Linux OS and Fundamentals

Linux is the layer that turns hardware into process isolation, files, sockets, memory mappings, timers, signals, device drivers, and resource accounting. Developers need it because code eventually becomes processes, syscalls, pages, sockets, and file descriptors. Operators need it because incidents show up as CPU pressure, memory pressure, IO waits, scheduler latency, kernel logs, device-driver behavior, access failures, broken scheduled jobs, SSH lockouts, and host identity drift.

Concrete commands, configs, and failure patterns are embedded in the topic pages where the operating-system behavior appears: systemd examples live with systemd pages, firewall examples live with netfilter pages, cgroup examples live with containerization and memory pages, and packet-performance examples live with the kernel networking pages.

Mental Model

A Linux system is a set of cooperating boundaries:

Boundary What It Controls What Breaks
Process Execution context, PID, open files, signal handling, credentials.
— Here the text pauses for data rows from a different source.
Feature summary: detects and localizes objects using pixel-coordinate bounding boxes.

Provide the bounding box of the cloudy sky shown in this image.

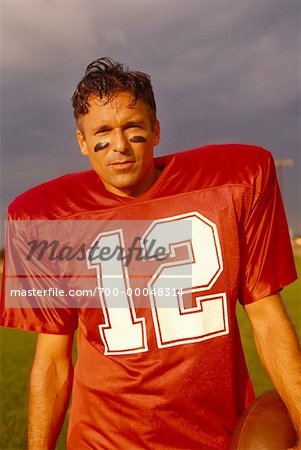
[0,0,301,243]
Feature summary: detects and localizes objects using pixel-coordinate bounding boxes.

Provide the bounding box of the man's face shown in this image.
[77,92,160,197]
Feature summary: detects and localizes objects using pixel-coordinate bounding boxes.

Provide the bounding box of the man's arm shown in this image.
[245,294,301,449]
[28,334,73,450]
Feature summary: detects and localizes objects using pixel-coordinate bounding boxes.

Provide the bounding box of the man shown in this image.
[2,58,301,450]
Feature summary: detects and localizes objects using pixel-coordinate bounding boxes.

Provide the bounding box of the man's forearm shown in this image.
[248,296,301,444]
[28,360,73,450]
[254,324,301,442]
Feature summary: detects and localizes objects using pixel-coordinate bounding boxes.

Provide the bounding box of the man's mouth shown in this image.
[109,160,135,169]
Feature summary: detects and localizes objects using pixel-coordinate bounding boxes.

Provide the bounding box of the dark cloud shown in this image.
[1,0,301,239]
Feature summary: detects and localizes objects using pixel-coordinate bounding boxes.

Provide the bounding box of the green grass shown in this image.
[0,258,301,450]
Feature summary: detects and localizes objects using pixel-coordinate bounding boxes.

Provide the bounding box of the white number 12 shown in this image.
[87,212,229,355]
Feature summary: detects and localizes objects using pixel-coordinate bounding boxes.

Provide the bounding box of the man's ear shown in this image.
[76,128,89,156]
[153,119,160,147]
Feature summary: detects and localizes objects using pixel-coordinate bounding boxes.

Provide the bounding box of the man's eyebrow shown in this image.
[124,119,145,127]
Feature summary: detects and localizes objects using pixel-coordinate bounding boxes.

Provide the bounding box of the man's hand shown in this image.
[28,334,73,450]
[245,294,301,450]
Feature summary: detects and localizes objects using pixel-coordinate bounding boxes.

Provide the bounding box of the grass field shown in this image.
[0,258,301,450]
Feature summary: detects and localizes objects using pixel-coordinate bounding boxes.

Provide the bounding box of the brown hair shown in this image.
[72,57,156,123]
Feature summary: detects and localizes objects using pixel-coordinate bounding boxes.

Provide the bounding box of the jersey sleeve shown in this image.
[0,221,77,334]
[239,152,297,304]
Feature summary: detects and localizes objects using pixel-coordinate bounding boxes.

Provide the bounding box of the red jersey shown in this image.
[2,144,296,450]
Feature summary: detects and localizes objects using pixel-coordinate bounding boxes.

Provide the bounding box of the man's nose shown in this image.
[113,129,129,153]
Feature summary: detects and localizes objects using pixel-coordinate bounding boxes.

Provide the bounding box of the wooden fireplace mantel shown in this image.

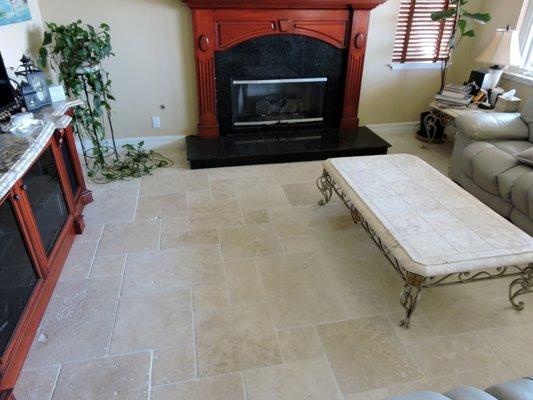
[183,0,386,138]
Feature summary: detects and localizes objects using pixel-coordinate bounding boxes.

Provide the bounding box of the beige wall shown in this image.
[0,0,43,68]
[40,0,197,137]
[40,0,502,137]
[471,0,533,103]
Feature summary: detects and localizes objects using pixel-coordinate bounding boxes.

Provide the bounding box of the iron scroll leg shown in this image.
[400,272,424,329]
[509,264,533,311]
[316,170,333,206]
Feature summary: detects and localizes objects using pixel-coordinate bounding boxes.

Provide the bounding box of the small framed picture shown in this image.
[22,72,52,111]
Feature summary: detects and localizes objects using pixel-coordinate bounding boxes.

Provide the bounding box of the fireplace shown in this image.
[231,76,328,128]
[182,0,390,169]
[183,0,385,138]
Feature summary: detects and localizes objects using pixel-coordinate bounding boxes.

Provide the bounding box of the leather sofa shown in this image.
[389,378,533,400]
[450,99,533,235]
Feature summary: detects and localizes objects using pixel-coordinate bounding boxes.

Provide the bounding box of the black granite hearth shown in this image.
[187,127,391,169]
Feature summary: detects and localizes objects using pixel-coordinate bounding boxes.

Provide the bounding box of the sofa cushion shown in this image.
[514,147,533,167]
[444,386,497,400]
[454,112,529,140]
[472,146,520,196]
[491,140,533,155]
[389,392,450,400]
[461,142,494,178]
[511,170,533,217]
[486,379,533,400]
[498,165,531,202]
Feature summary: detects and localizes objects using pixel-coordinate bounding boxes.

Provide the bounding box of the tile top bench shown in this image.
[317,154,533,327]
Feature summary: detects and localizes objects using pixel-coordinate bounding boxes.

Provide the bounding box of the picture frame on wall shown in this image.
[0,0,31,26]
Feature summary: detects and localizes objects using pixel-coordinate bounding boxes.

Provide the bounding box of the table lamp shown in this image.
[476,26,522,94]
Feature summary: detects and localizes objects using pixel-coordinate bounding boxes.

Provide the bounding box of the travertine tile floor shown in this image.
[16,134,533,400]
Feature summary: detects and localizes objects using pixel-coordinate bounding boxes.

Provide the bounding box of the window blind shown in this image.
[392,0,455,63]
Stuck workers, zombies, runaway children, bad signal handling.
Virtual memory Per-process address space mapped to RAM, files, anonymous pages, and swap. OOM kills, paging storms, leaks, fragmentation.
Scheduler Which runnable tasks get CPU time. High load, latency spikes, CPU starvation.
VFS Common file abstraction over filesystems, devices, sockets, procfs, sysfs. File descriptor leaks, mount issues, inode pressure.
Network stack Interfaces, routes, sockets, queues, conntrack, firewall hooks. Drops, retransmits, queue buildup.
Device drivers Kernel code that talks to hardware. GPU resets, NIC errors, storage timeouts.
Cgroups and namespaces Resource limits and isolation for containers and services. Container OOM, throttling, misleading host-vs-container metrics.

The kernel is not only “the thing under user space.” It is the shared arbiter for memory, CPU, IO, devices, and security boundaries.

Critical Subtopics

Topic Why It Matters
Boot and Userspace Explains how firmware, bootloader, kernel, initramfs, root mounts, and PID 1 turn hardware into services.
Network Boot and Automated Provisioning Covers PXE, UEFI HTTP Boot, iPXE, DHCP, TFTP, Ubuntu autoinstall, cloud-init NoCloud, Kickstart, inventory-driven provisioning, and reinstall-loop prevention.
Kernel Modules and Devices Covers loadable and built-in modules, modprobe, module aliases and parameters, sysfs, devtmpfs, udev, device nodes, initramfs, Secure Boot, and DKMS.
Filesystems and IO Connects application file operations to VFS, page cache, mounts, inodes, block devices, and durable writes.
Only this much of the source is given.